The gap between prime and secondary rents is narrowing
These factors have led to improving conditions for landlords, with standard lease terms lengthening and, in many instances, the gap between prime and secondary rents narrowing. We expect this to continue during the next 12 months.
Rental growth potential greatest in the West Midlands ...
For the first time since we launched this report, we have reviewed current demand for floor space and compared the results against current availability to identify the regions and sectors that are likely to see rental growth over the next 12–18 months.
The results reveal that the West Midlands has the greatest potential for growth in prime rental values, followed by the South East, Eastern, Greater London and the North West, as a result of buoyant demand and dwindling supply – although this could be held back by the release of land onto the market. Availability in the West Midlands fell by over a fifth during the course of 2013.
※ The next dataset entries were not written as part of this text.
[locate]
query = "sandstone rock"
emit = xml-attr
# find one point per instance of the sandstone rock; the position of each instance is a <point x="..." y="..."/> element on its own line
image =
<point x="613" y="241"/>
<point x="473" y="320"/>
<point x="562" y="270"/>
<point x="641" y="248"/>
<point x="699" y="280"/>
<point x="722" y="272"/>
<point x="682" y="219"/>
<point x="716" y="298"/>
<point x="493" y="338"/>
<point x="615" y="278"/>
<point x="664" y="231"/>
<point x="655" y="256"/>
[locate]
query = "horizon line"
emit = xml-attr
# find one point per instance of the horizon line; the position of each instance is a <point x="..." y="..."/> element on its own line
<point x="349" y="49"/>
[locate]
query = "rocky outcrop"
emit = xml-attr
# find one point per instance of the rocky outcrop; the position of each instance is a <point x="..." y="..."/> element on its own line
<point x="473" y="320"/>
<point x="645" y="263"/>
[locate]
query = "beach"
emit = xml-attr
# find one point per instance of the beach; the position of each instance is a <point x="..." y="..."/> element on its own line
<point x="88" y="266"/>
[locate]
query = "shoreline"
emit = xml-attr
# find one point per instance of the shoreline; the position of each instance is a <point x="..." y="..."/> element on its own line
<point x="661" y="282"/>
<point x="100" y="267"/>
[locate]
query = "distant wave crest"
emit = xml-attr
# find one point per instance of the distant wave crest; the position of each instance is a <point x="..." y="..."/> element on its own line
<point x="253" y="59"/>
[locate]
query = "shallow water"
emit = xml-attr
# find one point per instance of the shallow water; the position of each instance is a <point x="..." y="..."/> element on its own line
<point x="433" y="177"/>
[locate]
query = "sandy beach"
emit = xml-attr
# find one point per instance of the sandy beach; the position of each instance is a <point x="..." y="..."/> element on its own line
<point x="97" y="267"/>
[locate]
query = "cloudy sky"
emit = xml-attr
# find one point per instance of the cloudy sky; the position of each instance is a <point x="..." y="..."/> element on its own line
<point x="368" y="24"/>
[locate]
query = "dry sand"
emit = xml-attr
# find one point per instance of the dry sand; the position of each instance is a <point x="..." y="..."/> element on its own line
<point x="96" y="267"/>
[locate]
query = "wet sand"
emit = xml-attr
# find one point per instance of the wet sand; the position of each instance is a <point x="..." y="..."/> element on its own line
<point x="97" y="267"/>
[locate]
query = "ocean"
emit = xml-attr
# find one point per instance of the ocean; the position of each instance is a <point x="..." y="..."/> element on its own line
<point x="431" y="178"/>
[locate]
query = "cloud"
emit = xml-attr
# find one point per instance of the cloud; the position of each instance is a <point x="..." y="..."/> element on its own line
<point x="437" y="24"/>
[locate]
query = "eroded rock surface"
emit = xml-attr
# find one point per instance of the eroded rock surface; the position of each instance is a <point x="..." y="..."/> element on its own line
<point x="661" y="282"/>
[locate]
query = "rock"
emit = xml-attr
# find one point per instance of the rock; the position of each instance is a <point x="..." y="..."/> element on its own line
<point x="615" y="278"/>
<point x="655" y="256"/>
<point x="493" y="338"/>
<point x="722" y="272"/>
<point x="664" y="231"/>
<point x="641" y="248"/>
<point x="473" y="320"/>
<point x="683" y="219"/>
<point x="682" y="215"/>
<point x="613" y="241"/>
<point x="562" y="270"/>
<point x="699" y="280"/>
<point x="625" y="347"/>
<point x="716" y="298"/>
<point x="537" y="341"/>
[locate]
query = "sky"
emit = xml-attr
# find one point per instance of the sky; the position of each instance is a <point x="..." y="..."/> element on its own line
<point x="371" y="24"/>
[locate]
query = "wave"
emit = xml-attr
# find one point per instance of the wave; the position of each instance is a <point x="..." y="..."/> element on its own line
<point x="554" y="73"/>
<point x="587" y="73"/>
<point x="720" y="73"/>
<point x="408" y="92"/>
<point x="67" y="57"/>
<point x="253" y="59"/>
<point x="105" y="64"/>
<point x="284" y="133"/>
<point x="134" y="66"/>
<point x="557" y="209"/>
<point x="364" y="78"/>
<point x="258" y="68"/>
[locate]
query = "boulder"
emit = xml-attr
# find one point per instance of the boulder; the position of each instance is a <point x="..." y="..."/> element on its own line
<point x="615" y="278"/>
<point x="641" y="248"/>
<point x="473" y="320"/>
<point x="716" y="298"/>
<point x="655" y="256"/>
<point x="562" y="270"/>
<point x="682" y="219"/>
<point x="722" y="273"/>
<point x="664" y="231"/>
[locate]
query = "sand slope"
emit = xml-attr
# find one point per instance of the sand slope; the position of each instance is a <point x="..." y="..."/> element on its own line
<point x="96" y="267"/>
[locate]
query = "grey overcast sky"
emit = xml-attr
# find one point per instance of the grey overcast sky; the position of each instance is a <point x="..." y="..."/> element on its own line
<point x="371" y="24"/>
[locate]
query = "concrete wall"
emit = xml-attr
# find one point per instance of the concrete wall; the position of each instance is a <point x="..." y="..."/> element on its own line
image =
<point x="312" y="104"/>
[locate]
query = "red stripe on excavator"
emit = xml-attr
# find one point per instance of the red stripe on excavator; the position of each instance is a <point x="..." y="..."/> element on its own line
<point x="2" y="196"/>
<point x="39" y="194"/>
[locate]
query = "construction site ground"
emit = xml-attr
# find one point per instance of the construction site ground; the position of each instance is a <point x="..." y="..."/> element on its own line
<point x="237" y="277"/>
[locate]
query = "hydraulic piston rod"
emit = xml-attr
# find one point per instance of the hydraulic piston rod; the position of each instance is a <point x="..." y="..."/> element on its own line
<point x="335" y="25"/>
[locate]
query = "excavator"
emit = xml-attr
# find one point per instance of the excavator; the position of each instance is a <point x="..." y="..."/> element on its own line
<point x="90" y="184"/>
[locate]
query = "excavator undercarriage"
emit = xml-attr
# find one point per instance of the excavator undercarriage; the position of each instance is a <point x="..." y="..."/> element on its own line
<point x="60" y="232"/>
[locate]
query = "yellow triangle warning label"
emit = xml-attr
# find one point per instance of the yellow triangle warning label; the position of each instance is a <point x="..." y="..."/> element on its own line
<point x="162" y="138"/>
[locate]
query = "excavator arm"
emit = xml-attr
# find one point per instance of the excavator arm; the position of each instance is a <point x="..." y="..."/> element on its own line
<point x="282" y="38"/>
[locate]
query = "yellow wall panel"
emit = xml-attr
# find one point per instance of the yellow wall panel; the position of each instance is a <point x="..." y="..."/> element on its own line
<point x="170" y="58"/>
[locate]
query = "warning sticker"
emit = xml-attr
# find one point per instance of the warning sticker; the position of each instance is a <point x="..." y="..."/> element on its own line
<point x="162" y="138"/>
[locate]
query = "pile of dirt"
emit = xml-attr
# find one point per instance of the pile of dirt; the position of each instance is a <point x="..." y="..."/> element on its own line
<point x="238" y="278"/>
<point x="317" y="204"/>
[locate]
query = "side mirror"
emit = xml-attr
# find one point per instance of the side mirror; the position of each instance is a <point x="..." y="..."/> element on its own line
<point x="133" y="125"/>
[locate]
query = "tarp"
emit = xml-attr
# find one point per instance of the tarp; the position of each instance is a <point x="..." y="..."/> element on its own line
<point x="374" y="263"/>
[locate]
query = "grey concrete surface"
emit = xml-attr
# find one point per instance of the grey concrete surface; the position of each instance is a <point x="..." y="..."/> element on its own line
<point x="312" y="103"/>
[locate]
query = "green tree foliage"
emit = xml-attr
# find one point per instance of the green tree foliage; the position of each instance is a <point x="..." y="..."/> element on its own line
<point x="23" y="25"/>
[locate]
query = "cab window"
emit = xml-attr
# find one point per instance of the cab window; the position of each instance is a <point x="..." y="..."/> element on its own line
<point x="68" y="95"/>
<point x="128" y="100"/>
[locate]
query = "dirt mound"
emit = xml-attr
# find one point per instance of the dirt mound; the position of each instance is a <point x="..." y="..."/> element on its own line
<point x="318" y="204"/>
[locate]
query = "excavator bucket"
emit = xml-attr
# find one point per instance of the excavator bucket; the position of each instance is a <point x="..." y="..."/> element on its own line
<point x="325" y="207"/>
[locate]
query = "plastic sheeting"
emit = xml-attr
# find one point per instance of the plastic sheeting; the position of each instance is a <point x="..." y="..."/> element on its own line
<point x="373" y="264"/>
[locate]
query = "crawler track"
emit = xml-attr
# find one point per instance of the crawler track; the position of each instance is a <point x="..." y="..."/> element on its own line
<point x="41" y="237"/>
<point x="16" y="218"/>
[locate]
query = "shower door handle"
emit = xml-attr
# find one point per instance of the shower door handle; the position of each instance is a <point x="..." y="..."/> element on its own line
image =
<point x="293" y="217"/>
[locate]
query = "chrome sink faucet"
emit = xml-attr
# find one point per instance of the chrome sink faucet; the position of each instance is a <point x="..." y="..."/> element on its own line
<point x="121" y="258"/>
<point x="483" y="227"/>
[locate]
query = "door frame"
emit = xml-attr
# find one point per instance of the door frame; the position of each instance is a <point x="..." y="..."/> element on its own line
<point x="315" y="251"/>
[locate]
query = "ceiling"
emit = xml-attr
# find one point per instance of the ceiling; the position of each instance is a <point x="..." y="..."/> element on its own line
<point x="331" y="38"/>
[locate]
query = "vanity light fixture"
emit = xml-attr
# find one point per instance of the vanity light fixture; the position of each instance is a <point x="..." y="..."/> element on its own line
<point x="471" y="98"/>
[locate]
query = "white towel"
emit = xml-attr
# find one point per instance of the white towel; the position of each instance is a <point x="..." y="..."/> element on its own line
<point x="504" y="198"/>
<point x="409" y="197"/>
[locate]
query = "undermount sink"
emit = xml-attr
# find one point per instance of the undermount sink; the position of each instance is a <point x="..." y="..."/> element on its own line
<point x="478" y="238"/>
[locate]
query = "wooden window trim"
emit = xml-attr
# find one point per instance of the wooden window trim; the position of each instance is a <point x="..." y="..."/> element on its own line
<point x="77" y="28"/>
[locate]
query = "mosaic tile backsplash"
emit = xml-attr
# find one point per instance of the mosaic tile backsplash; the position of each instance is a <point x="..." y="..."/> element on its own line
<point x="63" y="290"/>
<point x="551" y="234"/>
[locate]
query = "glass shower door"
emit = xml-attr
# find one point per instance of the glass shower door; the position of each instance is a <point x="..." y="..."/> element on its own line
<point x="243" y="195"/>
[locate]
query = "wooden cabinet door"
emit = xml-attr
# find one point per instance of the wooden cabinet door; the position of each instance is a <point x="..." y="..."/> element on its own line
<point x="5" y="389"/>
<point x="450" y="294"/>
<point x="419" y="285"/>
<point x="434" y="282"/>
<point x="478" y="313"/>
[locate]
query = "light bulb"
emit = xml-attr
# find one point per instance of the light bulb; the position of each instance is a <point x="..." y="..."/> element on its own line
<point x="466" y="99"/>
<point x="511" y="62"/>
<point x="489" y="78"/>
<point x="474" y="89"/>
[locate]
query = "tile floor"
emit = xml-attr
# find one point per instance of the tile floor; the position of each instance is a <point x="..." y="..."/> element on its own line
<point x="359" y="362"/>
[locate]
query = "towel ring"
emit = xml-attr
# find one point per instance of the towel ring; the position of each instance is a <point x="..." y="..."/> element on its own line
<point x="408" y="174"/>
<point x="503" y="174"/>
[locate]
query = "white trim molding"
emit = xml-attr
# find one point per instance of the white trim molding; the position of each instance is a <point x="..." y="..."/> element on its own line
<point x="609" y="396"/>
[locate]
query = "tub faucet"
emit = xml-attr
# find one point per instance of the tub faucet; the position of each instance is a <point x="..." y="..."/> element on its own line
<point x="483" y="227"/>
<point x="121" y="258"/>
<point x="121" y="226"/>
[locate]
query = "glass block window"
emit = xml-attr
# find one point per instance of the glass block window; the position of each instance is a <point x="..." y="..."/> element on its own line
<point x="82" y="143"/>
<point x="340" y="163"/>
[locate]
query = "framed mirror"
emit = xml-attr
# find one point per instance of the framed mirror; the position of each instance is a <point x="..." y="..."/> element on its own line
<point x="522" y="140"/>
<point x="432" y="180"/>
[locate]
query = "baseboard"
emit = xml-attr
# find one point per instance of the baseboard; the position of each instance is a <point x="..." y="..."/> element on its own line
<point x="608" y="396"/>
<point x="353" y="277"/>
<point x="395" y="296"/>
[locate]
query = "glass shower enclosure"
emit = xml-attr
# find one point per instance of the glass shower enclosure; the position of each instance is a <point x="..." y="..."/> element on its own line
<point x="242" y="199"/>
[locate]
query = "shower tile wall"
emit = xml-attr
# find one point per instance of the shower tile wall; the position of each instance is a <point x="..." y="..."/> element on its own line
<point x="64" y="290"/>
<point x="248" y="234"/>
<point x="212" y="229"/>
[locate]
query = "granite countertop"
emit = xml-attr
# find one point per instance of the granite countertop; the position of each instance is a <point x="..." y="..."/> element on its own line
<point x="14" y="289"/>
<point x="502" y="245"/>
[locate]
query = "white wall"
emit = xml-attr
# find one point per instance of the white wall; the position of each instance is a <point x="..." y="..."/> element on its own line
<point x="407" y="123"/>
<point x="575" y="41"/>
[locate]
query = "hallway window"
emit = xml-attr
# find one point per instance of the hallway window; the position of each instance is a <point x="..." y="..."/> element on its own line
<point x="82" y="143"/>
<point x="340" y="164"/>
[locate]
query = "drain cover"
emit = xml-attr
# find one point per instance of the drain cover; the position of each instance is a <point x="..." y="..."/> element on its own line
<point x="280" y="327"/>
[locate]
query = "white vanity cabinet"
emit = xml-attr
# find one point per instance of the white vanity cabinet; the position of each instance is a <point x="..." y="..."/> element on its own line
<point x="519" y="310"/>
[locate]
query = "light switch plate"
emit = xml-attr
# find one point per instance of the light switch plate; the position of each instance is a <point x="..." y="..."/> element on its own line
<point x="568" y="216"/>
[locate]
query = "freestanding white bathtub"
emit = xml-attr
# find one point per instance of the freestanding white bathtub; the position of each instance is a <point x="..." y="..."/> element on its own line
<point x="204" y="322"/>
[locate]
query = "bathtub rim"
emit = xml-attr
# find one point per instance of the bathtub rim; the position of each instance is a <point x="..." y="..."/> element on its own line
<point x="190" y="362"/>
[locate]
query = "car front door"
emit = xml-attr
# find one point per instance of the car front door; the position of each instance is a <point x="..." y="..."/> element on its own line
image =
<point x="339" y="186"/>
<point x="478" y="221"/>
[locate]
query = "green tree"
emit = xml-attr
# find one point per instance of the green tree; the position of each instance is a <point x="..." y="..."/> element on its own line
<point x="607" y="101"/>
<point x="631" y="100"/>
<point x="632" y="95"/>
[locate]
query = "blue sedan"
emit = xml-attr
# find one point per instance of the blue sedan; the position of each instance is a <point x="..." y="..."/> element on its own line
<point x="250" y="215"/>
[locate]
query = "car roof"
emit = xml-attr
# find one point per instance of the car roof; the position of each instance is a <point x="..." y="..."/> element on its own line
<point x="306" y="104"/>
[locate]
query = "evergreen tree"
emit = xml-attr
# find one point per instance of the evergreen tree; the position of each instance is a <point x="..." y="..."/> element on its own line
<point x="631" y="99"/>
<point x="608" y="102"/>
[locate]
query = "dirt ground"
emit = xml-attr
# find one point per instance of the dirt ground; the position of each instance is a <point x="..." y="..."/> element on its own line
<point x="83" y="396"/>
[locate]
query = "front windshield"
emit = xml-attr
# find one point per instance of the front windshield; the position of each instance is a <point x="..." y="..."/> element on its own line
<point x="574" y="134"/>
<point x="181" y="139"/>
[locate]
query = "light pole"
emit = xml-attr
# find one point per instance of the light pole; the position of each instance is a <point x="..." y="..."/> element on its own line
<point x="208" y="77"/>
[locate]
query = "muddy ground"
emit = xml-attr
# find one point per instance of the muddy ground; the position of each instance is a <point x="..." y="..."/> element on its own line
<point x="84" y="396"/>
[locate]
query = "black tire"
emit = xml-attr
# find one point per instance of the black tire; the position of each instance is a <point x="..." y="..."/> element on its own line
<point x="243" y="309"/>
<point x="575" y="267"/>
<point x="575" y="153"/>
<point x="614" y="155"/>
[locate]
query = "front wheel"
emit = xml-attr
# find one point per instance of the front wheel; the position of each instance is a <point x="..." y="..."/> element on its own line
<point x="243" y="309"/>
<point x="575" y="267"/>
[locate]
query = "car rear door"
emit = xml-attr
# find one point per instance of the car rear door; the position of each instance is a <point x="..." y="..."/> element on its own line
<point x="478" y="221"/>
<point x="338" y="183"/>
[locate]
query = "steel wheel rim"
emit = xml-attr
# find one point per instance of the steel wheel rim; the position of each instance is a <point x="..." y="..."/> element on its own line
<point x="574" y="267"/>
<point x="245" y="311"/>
... and the mid box sector ...
The mid box market (50,000–99,999 sq ft), which we highlighted last year as an area to watch, remains the sector most likely to see rental increases during 2014. A lack of availability – there are currently fewer than 40 grade A buildings of this size on the market across the whole country – and continued demand for units in the size bracket are putting upward pressure on rents and providing a catalyst for development.
... leading to the return of speculative development
The outlook for 2014 is encouraging. After a number of challenging years since the start of the global financial crisis, the industrial and logistics sector is set to be a major beneficiary of the economic recovery.
Improving confidence is driving demand to the extent that 2014 take-up could exceed the record 101m sq ft posted in 2010. The next 12 months will also see the return of speculative development. We forecast over 2m sq ft of space could be built speculatively during 2014, the highest level seen since 2007/8 – although we question if this will be enough to ease the sector’s supply shortages in certain size ranges.